Customers had to wait more than three weeks for the new salad bar to arrive.
Mellette said, “Some patrons and others would call and ask, ‘Is it there yet?’ Or they would come in and say, ‘When is the salad bar coming?’ Some would go somewhere else, but many of them would come back and say, ‘There’s just no equal to what we have here.’ They missed the fresh options, the choices, the variety.”
Just ask Bruce Bundt, a contractor at Fort Benning, who has been frequenting Country Life for nine years. He typically goes for the salad bar, so he had to alter his lunch plan.
“I’m not a vegetarian,” he said. “The fake meat doesn’t appeal to me as much.”
But he’s “90 percent” vegetarian, eating mostly fish and vegetables. He prefers Country Life’s salad bar, Bundt said, “because it represents all the colors, the best variety of vegetables in any salad bar that I’ve tried in Columbus.”
Mellette convinced some salad bar loyalists to try more entrees or other cooked items. She gained some conversions, such as Bundt. He discovered Country Life’s spanakopita, a Greek spinach pie, is mighty tasty, but he still salivated for the salad bar.
Others customers vowed to hold out until the new, custom-made salad bar was installed. That time came Sunday, following this post on Country Life’s Facebook page Friday night: “Oh, happy day! The salad bar is back!”
“The reaction has been overwhelming,” Mellette said. “They say, ‘You have the salad bar!’ They’re just so happy and overjoyed, as well as all of us here too.”
The new salad bar, comprising 49 items, is “a little bit longer” than the old one, Mellette said, “with a little more nuts and dried fruits.”
Country Life suffered a “noticeable dip” in its business during the interim, she said, but it is returning to the usual level as word spreads.
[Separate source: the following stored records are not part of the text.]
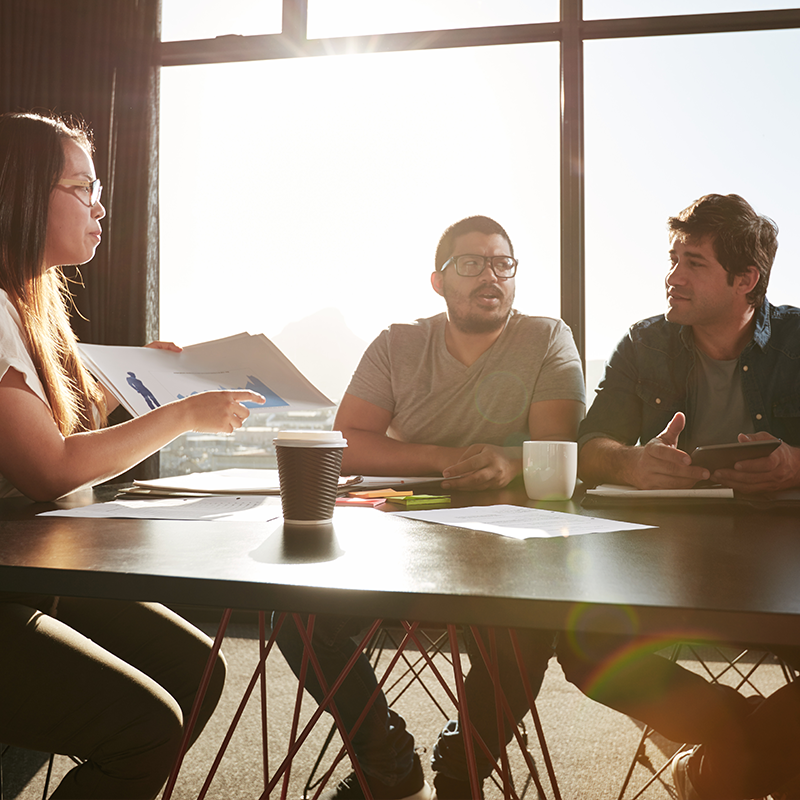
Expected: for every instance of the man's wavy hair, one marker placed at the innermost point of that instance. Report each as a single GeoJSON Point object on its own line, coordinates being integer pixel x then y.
{"type": "Point", "coordinates": [485, 225]}
{"type": "Point", "coordinates": [31, 164]}
{"type": "Point", "coordinates": [740, 237]}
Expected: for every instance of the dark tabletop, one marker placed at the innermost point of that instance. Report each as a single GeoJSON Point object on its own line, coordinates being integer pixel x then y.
{"type": "Point", "coordinates": [708, 570]}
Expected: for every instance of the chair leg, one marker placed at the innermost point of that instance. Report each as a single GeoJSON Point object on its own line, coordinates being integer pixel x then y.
{"type": "Point", "coordinates": [48, 776]}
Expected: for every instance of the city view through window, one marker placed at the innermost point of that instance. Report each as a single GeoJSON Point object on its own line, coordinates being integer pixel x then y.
{"type": "Point", "coordinates": [312, 214]}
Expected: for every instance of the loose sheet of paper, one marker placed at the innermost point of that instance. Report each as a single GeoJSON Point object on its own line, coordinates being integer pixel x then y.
{"type": "Point", "coordinates": [617, 491]}
{"type": "Point", "coordinates": [252, 508]}
{"type": "Point", "coordinates": [520, 523]}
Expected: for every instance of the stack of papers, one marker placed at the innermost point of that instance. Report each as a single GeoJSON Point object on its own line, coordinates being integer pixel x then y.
{"type": "Point", "coordinates": [143, 378]}
{"type": "Point", "coordinates": [220, 482]}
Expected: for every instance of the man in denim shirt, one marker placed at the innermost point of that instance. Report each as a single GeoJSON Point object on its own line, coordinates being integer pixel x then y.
{"type": "Point", "coordinates": [721, 364]}
{"type": "Point", "coordinates": [721, 350]}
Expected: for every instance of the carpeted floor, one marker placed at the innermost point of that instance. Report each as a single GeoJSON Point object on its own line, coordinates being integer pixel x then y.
{"type": "Point", "coordinates": [591, 746]}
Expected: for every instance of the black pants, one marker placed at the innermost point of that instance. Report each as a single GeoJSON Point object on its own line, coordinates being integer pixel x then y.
{"type": "Point", "coordinates": [110, 682]}
{"type": "Point", "coordinates": [746, 751]}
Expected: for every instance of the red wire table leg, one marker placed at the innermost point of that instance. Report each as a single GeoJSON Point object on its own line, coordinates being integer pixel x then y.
{"type": "Point", "coordinates": [198, 702]}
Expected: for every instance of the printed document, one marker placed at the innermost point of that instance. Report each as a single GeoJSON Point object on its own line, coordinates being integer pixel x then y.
{"type": "Point", "coordinates": [520, 523]}
{"type": "Point", "coordinates": [143, 378]}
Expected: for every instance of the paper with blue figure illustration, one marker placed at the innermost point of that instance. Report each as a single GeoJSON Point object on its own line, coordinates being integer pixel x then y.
{"type": "Point", "coordinates": [143, 378]}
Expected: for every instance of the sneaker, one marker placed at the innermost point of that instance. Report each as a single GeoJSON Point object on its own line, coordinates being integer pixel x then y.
{"type": "Point", "coordinates": [412, 787]}
{"type": "Point", "coordinates": [680, 776]}
{"type": "Point", "coordinates": [453, 789]}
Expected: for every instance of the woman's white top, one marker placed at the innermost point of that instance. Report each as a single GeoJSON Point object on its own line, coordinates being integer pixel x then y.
{"type": "Point", "coordinates": [14, 353]}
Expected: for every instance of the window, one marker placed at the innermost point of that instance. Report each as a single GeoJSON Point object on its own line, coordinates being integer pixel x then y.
{"type": "Point", "coordinates": [694, 117]}
{"type": "Point", "coordinates": [365, 17]}
{"type": "Point", "coordinates": [308, 206]}
{"type": "Point", "coordinates": [201, 19]}
{"type": "Point", "coordinates": [302, 195]}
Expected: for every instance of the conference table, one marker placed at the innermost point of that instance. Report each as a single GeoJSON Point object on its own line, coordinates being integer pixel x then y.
{"type": "Point", "coordinates": [715, 570]}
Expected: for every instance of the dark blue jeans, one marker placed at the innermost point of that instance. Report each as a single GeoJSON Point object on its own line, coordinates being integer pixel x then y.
{"type": "Point", "coordinates": [746, 750]}
{"type": "Point", "coordinates": [383, 745]}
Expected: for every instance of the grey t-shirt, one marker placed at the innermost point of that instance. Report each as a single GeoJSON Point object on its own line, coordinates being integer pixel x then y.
{"type": "Point", "coordinates": [716, 402]}
{"type": "Point", "coordinates": [435, 399]}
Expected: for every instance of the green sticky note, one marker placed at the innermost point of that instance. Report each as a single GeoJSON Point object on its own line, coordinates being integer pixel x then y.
{"type": "Point", "coordinates": [416, 500]}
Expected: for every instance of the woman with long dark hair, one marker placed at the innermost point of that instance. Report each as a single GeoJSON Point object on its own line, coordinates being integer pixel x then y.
{"type": "Point", "coordinates": [109, 682]}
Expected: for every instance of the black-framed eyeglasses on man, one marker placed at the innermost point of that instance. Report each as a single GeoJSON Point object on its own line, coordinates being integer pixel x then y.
{"type": "Point", "coordinates": [92, 189]}
{"type": "Point", "coordinates": [470, 266]}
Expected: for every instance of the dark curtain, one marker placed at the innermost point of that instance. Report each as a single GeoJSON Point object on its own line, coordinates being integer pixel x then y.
{"type": "Point", "coordinates": [96, 59]}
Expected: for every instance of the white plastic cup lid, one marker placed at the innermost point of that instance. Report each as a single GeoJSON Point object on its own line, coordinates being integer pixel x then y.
{"type": "Point", "coordinates": [310, 439]}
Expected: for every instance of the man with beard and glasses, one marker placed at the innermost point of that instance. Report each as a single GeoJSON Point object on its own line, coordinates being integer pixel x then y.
{"type": "Point", "coordinates": [452, 396]}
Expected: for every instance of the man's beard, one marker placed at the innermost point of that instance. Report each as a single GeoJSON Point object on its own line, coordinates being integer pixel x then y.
{"type": "Point", "coordinates": [469, 322]}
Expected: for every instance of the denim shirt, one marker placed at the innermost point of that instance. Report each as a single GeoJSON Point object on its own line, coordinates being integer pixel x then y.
{"type": "Point", "coordinates": [648, 379]}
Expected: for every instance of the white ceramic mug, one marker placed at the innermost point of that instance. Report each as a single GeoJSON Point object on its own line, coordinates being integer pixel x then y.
{"type": "Point", "coordinates": [550, 469]}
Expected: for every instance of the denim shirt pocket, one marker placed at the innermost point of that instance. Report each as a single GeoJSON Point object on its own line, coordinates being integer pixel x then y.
{"type": "Point", "coordinates": [786, 419]}
{"type": "Point", "coordinates": [659, 404]}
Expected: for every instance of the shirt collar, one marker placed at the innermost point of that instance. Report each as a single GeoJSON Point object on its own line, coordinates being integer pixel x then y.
{"type": "Point", "coordinates": [761, 334]}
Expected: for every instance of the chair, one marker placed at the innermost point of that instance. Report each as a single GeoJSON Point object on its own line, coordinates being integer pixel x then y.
{"type": "Point", "coordinates": [738, 668]}
{"type": "Point", "coordinates": [434, 643]}
{"type": "Point", "coordinates": [4, 748]}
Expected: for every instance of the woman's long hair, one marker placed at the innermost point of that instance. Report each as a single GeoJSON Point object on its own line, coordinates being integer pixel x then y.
{"type": "Point", "coordinates": [31, 164]}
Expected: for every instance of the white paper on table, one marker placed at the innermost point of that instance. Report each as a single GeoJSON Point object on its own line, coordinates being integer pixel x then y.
{"type": "Point", "coordinates": [617, 490]}
{"type": "Point", "coordinates": [519, 522]}
{"type": "Point", "coordinates": [252, 508]}
{"type": "Point", "coordinates": [222, 481]}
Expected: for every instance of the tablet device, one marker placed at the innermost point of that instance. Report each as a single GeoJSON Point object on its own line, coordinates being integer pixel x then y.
{"type": "Point", "coordinates": [724, 456]}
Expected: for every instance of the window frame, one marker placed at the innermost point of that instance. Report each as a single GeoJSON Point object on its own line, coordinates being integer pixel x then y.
{"type": "Point", "coordinates": [571, 31]}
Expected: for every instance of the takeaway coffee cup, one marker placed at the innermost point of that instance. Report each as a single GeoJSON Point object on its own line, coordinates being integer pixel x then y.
{"type": "Point", "coordinates": [309, 463]}
{"type": "Point", "coordinates": [550, 469]}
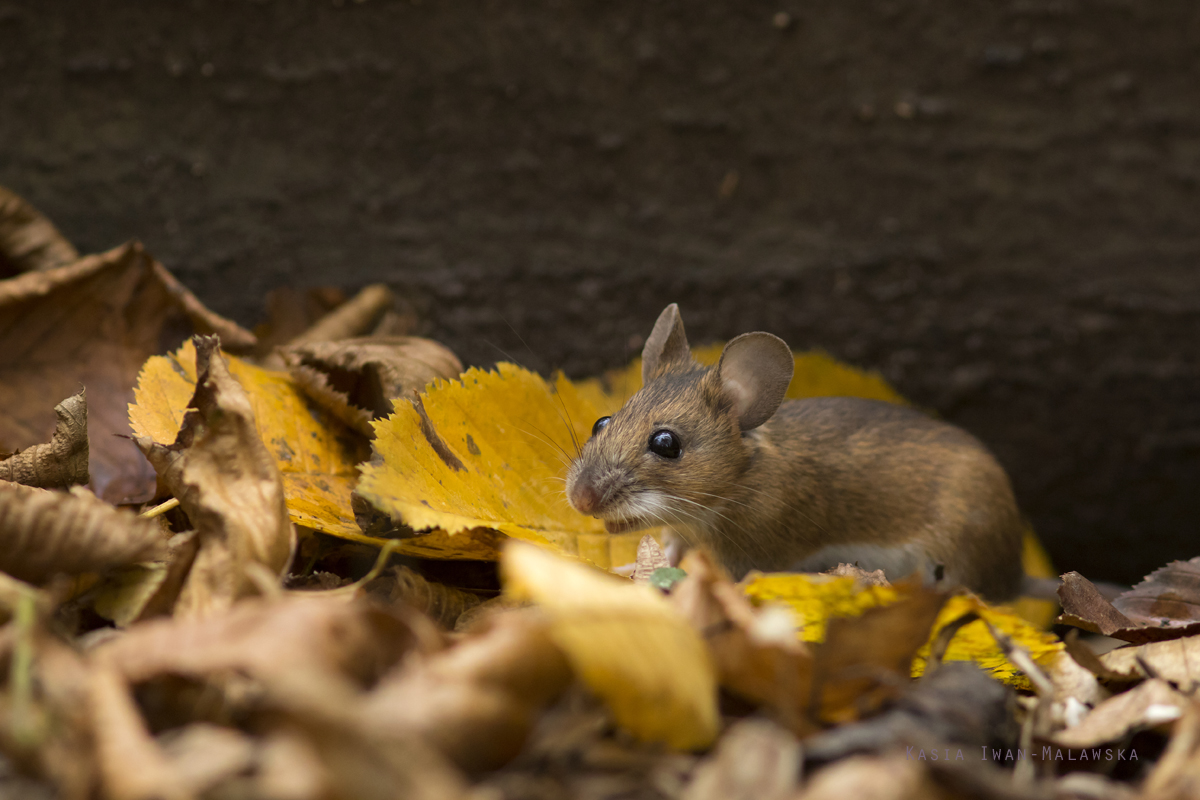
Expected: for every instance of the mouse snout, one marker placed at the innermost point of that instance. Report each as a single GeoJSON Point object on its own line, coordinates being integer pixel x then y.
{"type": "Point", "coordinates": [583, 497]}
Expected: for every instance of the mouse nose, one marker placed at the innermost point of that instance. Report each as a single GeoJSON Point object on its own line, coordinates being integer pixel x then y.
{"type": "Point", "coordinates": [585, 498]}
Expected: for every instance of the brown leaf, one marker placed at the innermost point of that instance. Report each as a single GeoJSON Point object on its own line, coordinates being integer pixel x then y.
{"type": "Point", "coordinates": [358, 379]}
{"type": "Point", "coordinates": [1168, 597]}
{"type": "Point", "coordinates": [91, 323]}
{"type": "Point", "coordinates": [867, 660]}
{"type": "Point", "coordinates": [649, 558]}
{"type": "Point", "coordinates": [1084, 607]}
{"type": "Point", "coordinates": [755, 759]}
{"type": "Point", "coordinates": [227, 483]}
{"type": "Point", "coordinates": [1175, 660]}
{"type": "Point", "coordinates": [45, 533]}
{"type": "Point", "coordinates": [132, 767]}
{"type": "Point", "coordinates": [63, 461]}
{"type": "Point", "coordinates": [355, 317]}
{"type": "Point", "coordinates": [1146, 705]}
{"type": "Point", "coordinates": [29, 242]}
{"type": "Point", "coordinates": [479, 699]}
{"type": "Point", "coordinates": [1176, 776]}
{"type": "Point", "coordinates": [757, 654]}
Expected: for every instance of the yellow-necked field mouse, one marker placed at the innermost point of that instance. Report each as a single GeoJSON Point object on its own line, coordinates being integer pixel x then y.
{"type": "Point", "coordinates": [718, 456]}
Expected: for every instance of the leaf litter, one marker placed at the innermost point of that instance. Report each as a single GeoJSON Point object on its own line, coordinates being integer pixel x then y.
{"type": "Point", "coordinates": [312, 606]}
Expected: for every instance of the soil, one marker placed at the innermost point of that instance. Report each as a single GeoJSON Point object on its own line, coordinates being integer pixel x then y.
{"type": "Point", "coordinates": [993, 203]}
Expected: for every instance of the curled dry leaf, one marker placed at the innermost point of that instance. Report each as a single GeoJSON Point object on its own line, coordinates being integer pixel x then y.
{"type": "Point", "coordinates": [358, 379]}
{"type": "Point", "coordinates": [355, 317]}
{"type": "Point", "coordinates": [46, 533]}
{"type": "Point", "coordinates": [29, 242]}
{"type": "Point", "coordinates": [755, 759]}
{"type": "Point", "coordinates": [1149, 704]}
{"type": "Point", "coordinates": [1168, 597]}
{"type": "Point", "coordinates": [1085, 607]}
{"type": "Point", "coordinates": [315, 453]}
{"type": "Point", "coordinates": [228, 485]}
{"type": "Point", "coordinates": [477, 701]}
{"type": "Point", "coordinates": [91, 323]}
{"type": "Point", "coordinates": [757, 655]}
{"type": "Point", "coordinates": [627, 643]}
{"type": "Point", "coordinates": [63, 461]}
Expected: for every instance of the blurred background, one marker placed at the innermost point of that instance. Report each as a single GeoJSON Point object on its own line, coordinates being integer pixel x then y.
{"type": "Point", "coordinates": [995, 204]}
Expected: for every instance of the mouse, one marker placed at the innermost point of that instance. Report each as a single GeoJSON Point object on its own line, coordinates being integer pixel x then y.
{"type": "Point", "coordinates": [720, 458]}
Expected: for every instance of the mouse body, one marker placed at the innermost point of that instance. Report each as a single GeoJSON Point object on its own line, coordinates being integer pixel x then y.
{"type": "Point", "coordinates": [718, 456]}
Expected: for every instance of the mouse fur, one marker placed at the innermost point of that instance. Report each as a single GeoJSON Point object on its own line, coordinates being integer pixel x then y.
{"type": "Point", "coordinates": [798, 485]}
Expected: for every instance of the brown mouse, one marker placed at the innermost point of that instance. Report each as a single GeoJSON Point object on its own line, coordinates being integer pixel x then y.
{"type": "Point", "coordinates": [718, 456]}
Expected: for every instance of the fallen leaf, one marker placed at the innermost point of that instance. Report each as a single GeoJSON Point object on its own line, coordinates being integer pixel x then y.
{"type": "Point", "coordinates": [355, 317]}
{"type": "Point", "coordinates": [1176, 776]}
{"type": "Point", "coordinates": [358, 379]}
{"type": "Point", "coordinates": [228, 485]}
{"type": "Point", "coordinates": [1174, 660]}
{"type": "Point", "coordinates": [865, 660]}
{"type": "Point", "coordinates": [1146, 705]}
{"type": "Point", "coordinates": [487, 451]}
{"type": "Point", "coordinates": [1168, 597]}
{"type": "Point", "coordinates": [625, 643]}
{"type": "Point", "coordinates": [477, 701]}
{"type": "Point", "coordinates": [755, 759]}
{"type": "Point", "coordinates": [757, 655]}
{"type": "Point", "coordinates": [1084, 607]}
{"type": "Point", "coordinates": [816, 599]}
{"type": "Point", "coordinates": [29, 242]}
{"type": "Point", "coordinates": [46, 533]}
{"type": "Point", "coordinates": [315, 453]}
{"type": "Point", "coordinates": [91, 323]}
{"type": "Point", "coordinates": [63, 461]}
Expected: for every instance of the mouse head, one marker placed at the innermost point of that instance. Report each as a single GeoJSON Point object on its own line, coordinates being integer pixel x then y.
{"type": "Point", "coordinates": [672, 451]}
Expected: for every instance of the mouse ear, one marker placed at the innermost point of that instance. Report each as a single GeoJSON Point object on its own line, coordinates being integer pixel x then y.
{"type": "Point", "coordinates": [666, 346]}
{"type": "Point", "coordinates": [754, 373]}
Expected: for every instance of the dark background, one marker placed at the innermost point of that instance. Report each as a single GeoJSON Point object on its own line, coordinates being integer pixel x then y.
{"type": "Point", "coordinates": [993, 203]}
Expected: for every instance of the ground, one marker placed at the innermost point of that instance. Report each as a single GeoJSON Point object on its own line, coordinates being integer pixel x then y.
{"type": "Point", "coordinates": [993, 203]}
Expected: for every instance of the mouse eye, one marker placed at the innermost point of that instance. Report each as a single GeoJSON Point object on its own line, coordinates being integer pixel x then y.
{"type": "Point", "coordinates": [666, 444]}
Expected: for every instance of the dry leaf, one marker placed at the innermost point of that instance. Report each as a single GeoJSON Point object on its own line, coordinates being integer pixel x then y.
{"type": "Point", "coordinates": [478, 699]}
{"type": "Point", "coordinates": [355, 317]}
{"type": "Point", "coordinates": [756, 651]}
{"type": "Point", "coordinates": [1146, 705]}
{"type": "Point", "coordinates": [29, 242]}
{"type": "Point", "coordinates": [1168, 597]}
{"type": "Point", "coordinates": [63, 461]}
{"type": "Point", "coordinates": [45, 533]}
{"type": "Point", "coordinates": [865, 660]}
{"type": "Point", "coordinates": [227, 483]}
{"type": "Point", "coordinates": [1176, 776]}
{"type": "Point", "coordinates": [755, 759]}
{"type": "Point", "coordinates": [1175, 660]}
{"type": "Point", "coordinates": [358, 379]}
{"type": "Point", "coordinates": [489, 451]}
{"type": "Point", "coordinates": [315, 453]}
{"type": "Point", "coordinates": [816, 599]}
{"type": "Point", "coordinates": [627, 643]}
{"type": "Point", "coordinates": [132, 767]}
{"type": "Point", "coordinates": [91, 324]}
{"type": "Point", "coordinates": [1084, 607]}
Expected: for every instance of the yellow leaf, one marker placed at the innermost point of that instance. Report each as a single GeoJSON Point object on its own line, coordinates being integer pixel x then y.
{"type": "Point", "coordinates": [316, 453]}
{"type": "Point", "coordinates": [817, 597]}
{"type": "Point", "coordinates": [491, 451]}
{"type": "Point", "coordinates": [627, 643]}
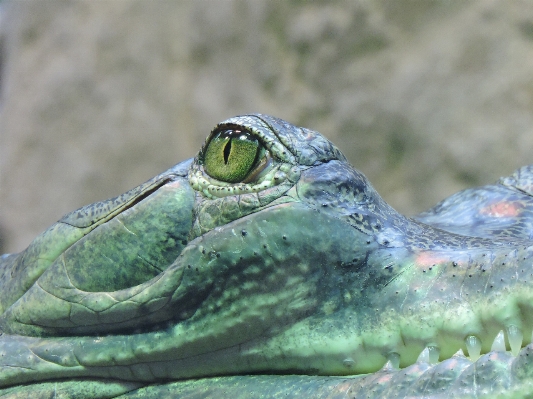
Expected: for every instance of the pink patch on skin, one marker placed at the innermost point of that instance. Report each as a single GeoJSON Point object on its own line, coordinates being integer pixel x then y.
{"type": "Point", "coordinates": [502, 209]}
{"type": "Point", "coordinates": [428, 258]}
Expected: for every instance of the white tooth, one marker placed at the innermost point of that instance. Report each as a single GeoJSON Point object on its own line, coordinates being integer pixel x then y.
{"type": "Point", "coordinates": [473, 346]}
{"type": "Point", "coordinates": [515, 337]}
{"type": "Point", "coordinates": [388, 366]}
{"type": "Point", "coordinates": [424, 356]}
{"type": "Point", "coordinates": [394, 359]}
{"type": "Point", "coordinates": [499, 343]}
{"type": "Point", "coordinates": [459, 353]}
{"type": "Point", "coordinates": [433, 354]}
{"type": "Point", "coordinates": [348, 362]}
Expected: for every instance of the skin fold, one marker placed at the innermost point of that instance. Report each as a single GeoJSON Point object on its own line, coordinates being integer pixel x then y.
{"type": "Point", "coordinates": [268, 265]}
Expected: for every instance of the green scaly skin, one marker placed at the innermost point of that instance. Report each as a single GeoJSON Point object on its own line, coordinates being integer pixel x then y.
{"type": "Point", "coordinates": [299, 281]}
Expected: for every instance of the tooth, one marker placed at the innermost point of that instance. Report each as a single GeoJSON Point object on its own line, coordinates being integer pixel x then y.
{"type": "Point", "coordinates": [430, 354]}
{"type": "Point", "coordinates": [499, 343]}
{"type": "Point", "coordinates": [424, 356]}
{"type": "Point", "coordinates": [348, 362]}
{"type": "Point", "coordinates": [394, 359]}
{"type": "Point", "coordinates": [473, 346]}
{"type": "Point", "coordinates": [459, 353]}
{"type": "Point", "coordinates": [388, 366]}
{"type": "Point", "coordinates": [433, 354]}
{"type": "Point", "coordinates": [515, 337]}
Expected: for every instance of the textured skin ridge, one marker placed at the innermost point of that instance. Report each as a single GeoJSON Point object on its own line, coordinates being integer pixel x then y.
{"type": "Point", "coordinates": [188, 287]}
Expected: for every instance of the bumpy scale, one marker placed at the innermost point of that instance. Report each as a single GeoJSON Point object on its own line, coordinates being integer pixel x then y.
{"type": "Point", "coordinates": [269, 266]}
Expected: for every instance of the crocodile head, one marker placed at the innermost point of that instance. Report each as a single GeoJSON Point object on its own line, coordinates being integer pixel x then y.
{"type": "Point", "coordinates": [270, 254]}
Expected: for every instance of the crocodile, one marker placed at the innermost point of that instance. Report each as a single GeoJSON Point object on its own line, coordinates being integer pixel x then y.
{"type": "Point", "coordinates": [268, 266]}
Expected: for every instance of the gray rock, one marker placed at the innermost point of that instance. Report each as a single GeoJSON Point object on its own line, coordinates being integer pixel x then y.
{"type": "Point", "coordinates": [425, 97]}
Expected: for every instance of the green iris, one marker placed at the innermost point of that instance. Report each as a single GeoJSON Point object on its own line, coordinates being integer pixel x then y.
{"type": "Point", "coordinates": [231, 154]}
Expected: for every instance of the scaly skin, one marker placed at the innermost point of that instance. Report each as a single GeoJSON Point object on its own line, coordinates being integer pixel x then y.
{"type": "Point", "coordinates": [300, 275]}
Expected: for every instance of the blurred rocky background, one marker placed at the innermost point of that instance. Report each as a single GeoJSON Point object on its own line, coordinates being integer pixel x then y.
{"type": "Point", "coordinates": [425, 97]}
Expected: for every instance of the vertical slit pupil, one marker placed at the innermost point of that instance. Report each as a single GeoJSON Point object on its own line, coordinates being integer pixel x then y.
{"type": "Point", "coordinates": [227, 150]}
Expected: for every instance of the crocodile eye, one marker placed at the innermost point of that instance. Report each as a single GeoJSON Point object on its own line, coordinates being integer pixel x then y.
{"type": "Point", "coordinates": [231, 154]}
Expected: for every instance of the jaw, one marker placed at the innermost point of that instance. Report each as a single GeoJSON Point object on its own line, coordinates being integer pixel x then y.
{"type": "Point", "coordinates": [272, 298]}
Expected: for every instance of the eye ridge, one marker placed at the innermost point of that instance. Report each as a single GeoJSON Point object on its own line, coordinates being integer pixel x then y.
{"type": "Point", "coordinates": [232, 154]}
{"type": "Point", "coordinates": [227, 151]}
While he anticipated the new salad bar’s arrival, Bundt tried and liked the Bare Roots Farmacy, a “farm-to-table” restaurant that opened in downtown Columbus earlier this year. But, he said, “I’m partial here, just because the atmosphere seems like family. Everyone is very friendly. ... Shirley takes a lot of pride in her presentation, and they take a lot of pride in their salad bar, so it was well worth the wait.”